Michael hizo una mueca y volvió los ojos al cielo.

– ¿Que confíe en ti? Papá, estás pringado hasta las cejas. ¿Por qué tendría que hacerlo? Nunca confiaría en ti.

Wendell parecía desorientado por la rudeza del tono de Michael. No le gustaba que le llevasen la contraria. No estaba acostumbrado a que pusiesen sus opiniones en tela de juicio y menos a que lo hiciera un mozalbete que tenía diecisiete años en el momento de su desaparición. Michael se había convertido en adulto durante su ausencia y había demostrado su capacidad para llenar el vacío dejado por Wendell. Puede que éste imaginara que había vuelto para reparar el daño, para arreglar los asuntos pendientes, para ponerlo todo en el orden debido. Puede que pensase que una explicación serena y razonada sería suficiente para compensar de alguna forma su abandono.
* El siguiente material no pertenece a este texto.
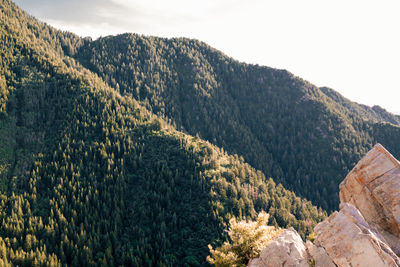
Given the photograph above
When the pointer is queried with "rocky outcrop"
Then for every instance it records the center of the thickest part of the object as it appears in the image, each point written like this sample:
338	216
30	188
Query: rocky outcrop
373	187
366	230
349	240
287	249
– Parece que no hay forma de entendernos -dijo.

– ¿Por qué no volviste para dar la cara?

– No podía volver. No habría solucionado nada.

– Lo que quiere decir que no te interesaba. Que no querías hacer ningún sacrificio por nosotros. Muchas, muchas gracias. Nos hacemos cargo de tu dedicación. Muy típico de ti.

– No, hijo, eso no es verdad.

– Sí lo es. Te habrías quedado si hubieras querido, si hubiéramos significado algo para ti. Pero la verdad es que no te importábamos y por lo tanto había que fastidiarse, ¿no?

– Claro que me importabais. ¿De qué crees que estoy hablando todo el rato?

– No lo sé, papá. Que yo sepa, lo único que haces es justificar tu comportamiento.

– Eso no tiene sentido. No puedo volver atrás y deshacer el pasado. No puedo cambiar lo que ocurrió entonces. Brian y yo vamos a entregarnos a la policía. Es lo mejor que podría hacer y si eso no basta, no sé qué más decir.

Michael desvió la mirada y cabeceó contrariado. Me di cuenta de que acariciaba la posibilidad de replicar y la desechaba. Wendell carraspeó para aclararse la garganta.

– Tengo que irme. Le dije a Brian que estaría allí.

Se puso en pie, izando al niño sobre el hombro. Juliet sacó las piernas de la cama y se levantó, preparada para coger a Brendan de brazos del abuelo. Saltaba a la vista que la discusión la había afectado. Tenía la nariz rojiza y la boca hinchada a causa de la tensión. Michael se metió las manos en los bolsillos.

– Con esa falsa liberación carcelaria no le has hecho ningún favor a Brian.

– Es verdad, las cosas como son, pero no había forma de saberlo. He cambiado de opinión acerca de muchas cosas. En cualquier caso, es algo que tenemos que solucionar entre tu hermano y yo.

– No has hecho más que empeorar la situación de Brian. Si no te das prisa, la policía le cogerá, lo meterá en prisión y no volverá a ver la luz del sol hasta que cumpla cien años. ¿Y dónde estarás tú entonces? Navegando en un barco de mierda y sin preocupación alguna en este mundo. Que te vaya bien.